Most of the time I will only need result (b), but sometimes I would also need (a). So if (b) can be calculated without (a) and if this would be significantly faster, then I'd like to have both algorithms in order to select the suitable one dependent on which output I need to answer a particular question.
I'm comparing around 2000 objects, so the algorithm should be reasonably fast. So far I've been only able to implement this with two nested for-loops which is awfully slow. I bet there is a much nicer way to do this, maybe exploiting vectorisation.
This is what it currently looks like:
df3 <- as.data.frame(matrix(data = NA, ncol = nrow(df1), nrow = nrow(df1),
dimnames = list(df1$ID, df1$ID)))
for (i in 2:nrow(df3)){
for (j in 1:(i-1)){
sum.val <- df1[df1$ID == rownames(df3)[i], "Var"] + df1[df1$ID == names(df3)[j], "Var"]
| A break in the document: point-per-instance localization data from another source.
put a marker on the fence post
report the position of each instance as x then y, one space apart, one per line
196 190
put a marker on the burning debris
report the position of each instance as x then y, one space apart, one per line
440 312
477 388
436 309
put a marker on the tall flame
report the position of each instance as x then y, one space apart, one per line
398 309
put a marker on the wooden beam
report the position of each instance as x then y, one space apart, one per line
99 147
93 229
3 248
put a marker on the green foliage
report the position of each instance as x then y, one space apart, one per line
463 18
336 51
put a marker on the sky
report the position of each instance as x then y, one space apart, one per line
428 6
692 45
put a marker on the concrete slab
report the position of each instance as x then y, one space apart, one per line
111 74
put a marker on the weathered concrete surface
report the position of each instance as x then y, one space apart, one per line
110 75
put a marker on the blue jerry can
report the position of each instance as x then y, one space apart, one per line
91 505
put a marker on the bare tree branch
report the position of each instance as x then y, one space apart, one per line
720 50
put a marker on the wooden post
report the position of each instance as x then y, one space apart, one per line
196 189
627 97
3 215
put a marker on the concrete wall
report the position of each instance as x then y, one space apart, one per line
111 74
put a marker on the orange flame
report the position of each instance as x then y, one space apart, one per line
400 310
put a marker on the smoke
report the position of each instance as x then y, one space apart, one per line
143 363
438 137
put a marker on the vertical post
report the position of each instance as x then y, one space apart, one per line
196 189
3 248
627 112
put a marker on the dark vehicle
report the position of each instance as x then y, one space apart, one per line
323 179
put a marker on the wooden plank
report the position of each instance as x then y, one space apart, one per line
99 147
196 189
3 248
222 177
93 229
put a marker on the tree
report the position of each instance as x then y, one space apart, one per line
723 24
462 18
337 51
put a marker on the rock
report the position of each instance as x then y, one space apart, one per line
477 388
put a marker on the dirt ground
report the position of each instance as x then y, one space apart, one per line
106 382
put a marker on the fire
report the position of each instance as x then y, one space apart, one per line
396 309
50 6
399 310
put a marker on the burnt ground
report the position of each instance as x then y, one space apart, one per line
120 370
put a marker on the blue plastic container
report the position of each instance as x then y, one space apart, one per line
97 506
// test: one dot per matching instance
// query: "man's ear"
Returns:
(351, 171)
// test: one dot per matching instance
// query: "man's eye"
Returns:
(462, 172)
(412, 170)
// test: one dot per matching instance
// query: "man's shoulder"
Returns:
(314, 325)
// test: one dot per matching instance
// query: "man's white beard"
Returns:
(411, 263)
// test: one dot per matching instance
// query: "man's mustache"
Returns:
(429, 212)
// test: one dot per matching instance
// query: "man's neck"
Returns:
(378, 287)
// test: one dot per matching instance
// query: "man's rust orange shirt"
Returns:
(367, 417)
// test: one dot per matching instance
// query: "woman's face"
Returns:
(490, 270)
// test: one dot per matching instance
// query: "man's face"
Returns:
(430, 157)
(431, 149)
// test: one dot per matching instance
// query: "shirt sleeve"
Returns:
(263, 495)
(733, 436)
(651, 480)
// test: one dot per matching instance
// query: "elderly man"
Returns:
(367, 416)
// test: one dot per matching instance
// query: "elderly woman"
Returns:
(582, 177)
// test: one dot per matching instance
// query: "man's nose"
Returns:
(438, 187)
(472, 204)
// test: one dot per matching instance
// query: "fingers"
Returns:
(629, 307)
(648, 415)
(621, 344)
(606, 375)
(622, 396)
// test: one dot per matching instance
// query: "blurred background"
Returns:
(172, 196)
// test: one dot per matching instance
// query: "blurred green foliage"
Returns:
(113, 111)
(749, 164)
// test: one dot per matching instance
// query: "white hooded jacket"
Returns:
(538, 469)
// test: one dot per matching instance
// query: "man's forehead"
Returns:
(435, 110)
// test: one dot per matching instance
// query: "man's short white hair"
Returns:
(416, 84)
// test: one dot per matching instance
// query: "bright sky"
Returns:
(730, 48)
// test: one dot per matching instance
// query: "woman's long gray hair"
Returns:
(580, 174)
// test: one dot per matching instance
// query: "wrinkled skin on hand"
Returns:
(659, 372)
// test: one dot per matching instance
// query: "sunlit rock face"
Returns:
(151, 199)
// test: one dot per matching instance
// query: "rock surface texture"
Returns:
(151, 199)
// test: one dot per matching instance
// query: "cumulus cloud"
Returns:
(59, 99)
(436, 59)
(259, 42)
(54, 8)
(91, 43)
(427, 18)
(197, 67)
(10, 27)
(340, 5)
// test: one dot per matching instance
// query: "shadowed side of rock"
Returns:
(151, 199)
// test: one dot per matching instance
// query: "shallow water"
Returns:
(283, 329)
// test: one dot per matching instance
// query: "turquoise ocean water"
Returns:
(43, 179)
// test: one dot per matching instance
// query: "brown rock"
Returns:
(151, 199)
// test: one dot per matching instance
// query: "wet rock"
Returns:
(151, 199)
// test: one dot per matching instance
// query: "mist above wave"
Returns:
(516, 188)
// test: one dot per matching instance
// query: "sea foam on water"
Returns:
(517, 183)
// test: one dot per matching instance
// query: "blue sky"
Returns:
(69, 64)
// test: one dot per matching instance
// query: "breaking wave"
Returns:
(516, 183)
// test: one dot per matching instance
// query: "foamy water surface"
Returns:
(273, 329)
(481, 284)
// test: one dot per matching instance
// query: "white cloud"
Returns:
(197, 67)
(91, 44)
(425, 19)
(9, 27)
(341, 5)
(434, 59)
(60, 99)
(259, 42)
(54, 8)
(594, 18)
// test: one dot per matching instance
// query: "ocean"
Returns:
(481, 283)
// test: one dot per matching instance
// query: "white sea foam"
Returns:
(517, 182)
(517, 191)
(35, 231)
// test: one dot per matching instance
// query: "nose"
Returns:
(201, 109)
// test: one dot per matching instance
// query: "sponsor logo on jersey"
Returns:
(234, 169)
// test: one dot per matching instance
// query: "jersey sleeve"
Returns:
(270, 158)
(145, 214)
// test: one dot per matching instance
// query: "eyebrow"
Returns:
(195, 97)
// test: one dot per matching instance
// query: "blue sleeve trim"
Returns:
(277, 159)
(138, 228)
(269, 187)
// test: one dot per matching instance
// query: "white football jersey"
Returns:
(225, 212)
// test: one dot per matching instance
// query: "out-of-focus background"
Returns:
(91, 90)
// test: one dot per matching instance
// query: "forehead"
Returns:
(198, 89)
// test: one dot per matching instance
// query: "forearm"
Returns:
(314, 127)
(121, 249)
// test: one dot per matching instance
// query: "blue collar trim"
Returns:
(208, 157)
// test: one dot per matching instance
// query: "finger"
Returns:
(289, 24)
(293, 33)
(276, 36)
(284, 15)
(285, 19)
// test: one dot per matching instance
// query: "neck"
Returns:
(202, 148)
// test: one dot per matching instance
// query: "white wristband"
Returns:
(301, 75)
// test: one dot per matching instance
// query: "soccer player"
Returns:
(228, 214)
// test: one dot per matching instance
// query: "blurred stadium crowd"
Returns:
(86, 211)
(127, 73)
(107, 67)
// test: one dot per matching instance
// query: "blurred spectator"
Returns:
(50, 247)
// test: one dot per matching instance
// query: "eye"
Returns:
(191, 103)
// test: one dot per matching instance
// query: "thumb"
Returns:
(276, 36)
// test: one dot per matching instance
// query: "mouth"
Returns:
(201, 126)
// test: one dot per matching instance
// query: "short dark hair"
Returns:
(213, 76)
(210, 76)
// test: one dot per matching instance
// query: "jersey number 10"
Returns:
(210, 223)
df3[i,j] <- sum.val <= df2[i,j]
}
}
#
Is this what you want?
df3 <- outer(df1$Var, df1$Var, "+")
df3
df4 <- df3 < df2
df4
sum(df4, na.rm = TRUE)
Here's one way to do it...
# Get row and column indices
ind <- t( combn( df1$ID , 2 ) )
# Get totals
tot <- with( df1 , Var[ match( ind[,1] , ID ) ] + Var[ match( ind[,2] , ID ) ] )
# Make df2 a matrix
m <- as.matrix( df2 )
# Total number of values is simply
sum( m[ ind ] > tot )
#[1] 7
# Find which values in upper triangle part of the matrix exceed those from df1 (1 = TRUE)
m[upper.tri(m)] <- m[ ind ] > tot
# A B C D E
#A NA 1 1 1 0
#B 42 NA 1 0 1
#C 83 26 NA 1 1
#D 74 69 67 NA 0
#E 84 9 95 6 NA
This will do what you want.
# Generate the data
df1 <- data.frame(ID = LETTERS[1:5], Var = c(9,13,15,11,28))
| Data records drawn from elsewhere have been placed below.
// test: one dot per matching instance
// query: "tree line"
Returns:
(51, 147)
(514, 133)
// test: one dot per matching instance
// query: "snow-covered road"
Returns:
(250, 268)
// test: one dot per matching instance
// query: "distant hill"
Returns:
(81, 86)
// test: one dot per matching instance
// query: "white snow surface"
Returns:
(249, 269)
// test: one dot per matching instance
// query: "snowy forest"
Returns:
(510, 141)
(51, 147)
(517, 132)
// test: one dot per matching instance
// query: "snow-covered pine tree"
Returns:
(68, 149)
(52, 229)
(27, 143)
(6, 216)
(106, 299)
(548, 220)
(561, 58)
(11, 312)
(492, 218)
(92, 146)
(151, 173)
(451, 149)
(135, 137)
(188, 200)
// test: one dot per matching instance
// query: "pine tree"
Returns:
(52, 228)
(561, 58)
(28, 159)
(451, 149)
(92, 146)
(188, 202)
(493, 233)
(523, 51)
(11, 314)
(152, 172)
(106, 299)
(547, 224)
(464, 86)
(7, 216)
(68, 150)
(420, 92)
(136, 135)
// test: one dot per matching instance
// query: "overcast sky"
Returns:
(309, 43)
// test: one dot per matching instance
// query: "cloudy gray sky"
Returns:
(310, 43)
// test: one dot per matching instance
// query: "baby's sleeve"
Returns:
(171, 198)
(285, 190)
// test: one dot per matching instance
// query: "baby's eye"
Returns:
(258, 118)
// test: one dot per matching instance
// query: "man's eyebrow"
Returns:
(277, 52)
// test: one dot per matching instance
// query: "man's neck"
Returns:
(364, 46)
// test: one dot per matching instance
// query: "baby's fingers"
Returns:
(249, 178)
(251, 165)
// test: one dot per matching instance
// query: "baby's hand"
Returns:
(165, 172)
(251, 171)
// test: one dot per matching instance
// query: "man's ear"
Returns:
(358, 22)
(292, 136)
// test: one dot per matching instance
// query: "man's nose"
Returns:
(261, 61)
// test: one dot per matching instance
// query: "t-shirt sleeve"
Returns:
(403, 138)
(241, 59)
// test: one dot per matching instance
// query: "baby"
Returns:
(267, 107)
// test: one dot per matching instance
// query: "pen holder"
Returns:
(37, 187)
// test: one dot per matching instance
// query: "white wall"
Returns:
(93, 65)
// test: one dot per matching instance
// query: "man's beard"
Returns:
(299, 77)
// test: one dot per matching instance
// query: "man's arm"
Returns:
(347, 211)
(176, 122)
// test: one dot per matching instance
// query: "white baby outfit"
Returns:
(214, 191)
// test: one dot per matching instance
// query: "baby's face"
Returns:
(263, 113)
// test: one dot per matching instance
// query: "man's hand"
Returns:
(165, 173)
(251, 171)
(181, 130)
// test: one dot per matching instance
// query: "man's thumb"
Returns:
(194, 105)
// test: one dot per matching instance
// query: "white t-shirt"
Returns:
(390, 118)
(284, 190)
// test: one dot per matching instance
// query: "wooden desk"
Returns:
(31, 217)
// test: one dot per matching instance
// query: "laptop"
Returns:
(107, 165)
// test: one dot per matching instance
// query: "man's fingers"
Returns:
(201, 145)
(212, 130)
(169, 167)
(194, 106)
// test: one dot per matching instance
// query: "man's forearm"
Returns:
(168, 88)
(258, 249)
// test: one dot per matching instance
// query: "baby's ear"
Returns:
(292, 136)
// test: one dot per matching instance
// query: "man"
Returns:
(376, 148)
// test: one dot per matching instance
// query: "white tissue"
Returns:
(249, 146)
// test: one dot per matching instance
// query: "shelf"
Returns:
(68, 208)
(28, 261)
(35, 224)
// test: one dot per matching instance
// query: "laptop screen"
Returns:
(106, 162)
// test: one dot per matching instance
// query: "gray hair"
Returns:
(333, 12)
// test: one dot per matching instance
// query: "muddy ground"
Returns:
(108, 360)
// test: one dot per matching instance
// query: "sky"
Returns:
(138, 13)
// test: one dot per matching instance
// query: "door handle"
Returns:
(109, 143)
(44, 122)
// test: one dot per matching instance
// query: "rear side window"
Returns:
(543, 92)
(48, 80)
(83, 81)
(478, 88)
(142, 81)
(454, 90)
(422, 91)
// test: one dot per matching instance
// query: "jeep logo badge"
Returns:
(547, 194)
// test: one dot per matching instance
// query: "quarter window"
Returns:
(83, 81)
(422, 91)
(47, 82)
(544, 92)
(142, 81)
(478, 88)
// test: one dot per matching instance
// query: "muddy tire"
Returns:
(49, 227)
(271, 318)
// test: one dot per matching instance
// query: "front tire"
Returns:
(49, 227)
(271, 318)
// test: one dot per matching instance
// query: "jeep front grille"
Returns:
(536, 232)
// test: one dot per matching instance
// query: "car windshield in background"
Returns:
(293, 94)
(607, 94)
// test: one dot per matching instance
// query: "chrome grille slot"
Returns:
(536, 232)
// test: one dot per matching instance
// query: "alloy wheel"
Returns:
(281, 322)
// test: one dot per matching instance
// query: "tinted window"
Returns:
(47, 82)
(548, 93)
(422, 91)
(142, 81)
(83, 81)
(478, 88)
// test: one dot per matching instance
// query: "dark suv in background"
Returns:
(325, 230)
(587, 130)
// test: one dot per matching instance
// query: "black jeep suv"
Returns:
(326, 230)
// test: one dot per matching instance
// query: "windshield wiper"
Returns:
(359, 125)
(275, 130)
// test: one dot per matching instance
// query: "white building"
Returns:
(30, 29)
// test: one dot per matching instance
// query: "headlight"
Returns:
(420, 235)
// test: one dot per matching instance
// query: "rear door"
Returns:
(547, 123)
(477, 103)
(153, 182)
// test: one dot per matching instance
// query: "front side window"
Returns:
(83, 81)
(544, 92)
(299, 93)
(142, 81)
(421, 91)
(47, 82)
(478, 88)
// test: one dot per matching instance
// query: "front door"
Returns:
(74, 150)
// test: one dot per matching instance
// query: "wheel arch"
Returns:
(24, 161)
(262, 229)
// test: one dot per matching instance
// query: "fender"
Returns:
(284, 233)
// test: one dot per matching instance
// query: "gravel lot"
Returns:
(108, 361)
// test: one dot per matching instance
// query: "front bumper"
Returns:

df2 <- as.data.frame(matrix(data = c(NA,42,83,74,84,42,NA,26,
69,9,83,26,NA,67,95,74,69,
67,NA,6,84,9,95,6,NA),
ncol = 5, nrow = 5,
dimnames = list(df1$ID, df1$ID)))
# Define a pairwise comparison index matrix using 'combn'
idx <- combn(nrow(df1), 2)
# Create a results matrix
res <- matrix(NA, ncol = ncol(df2), nrow = nrow(df2))
# Loop through 'idx' for each possible comparison (without repeats)
for(i in 1:ncol(idx)){
logiTest <- (df1$Var[idx[1,i]] + df1$Var[idx[2,i]]) < df2[idx[1,i], idx[2,i]]
res[idx[1,i], idx[2, i]] <- logiTest
res[idx[2,i], idx[1, i]] <- logiTest
}
# Count the number of 'true' comparisons
nTrues <- sum(res, na.rm = TRUE)/2
The code simply uses a pairwise comparison index (idx) to define which elements in both df1 and df2 are to be used in each iteration of the 'for loop'. It then uses this same index to define where in the 'res' matrix the answer to the logical test is to be written.
N.B. This code will break down if the order of elements in df1 and df2 are not the same. In such cases, it would be appropriate to use the actual letters to define which values to compare.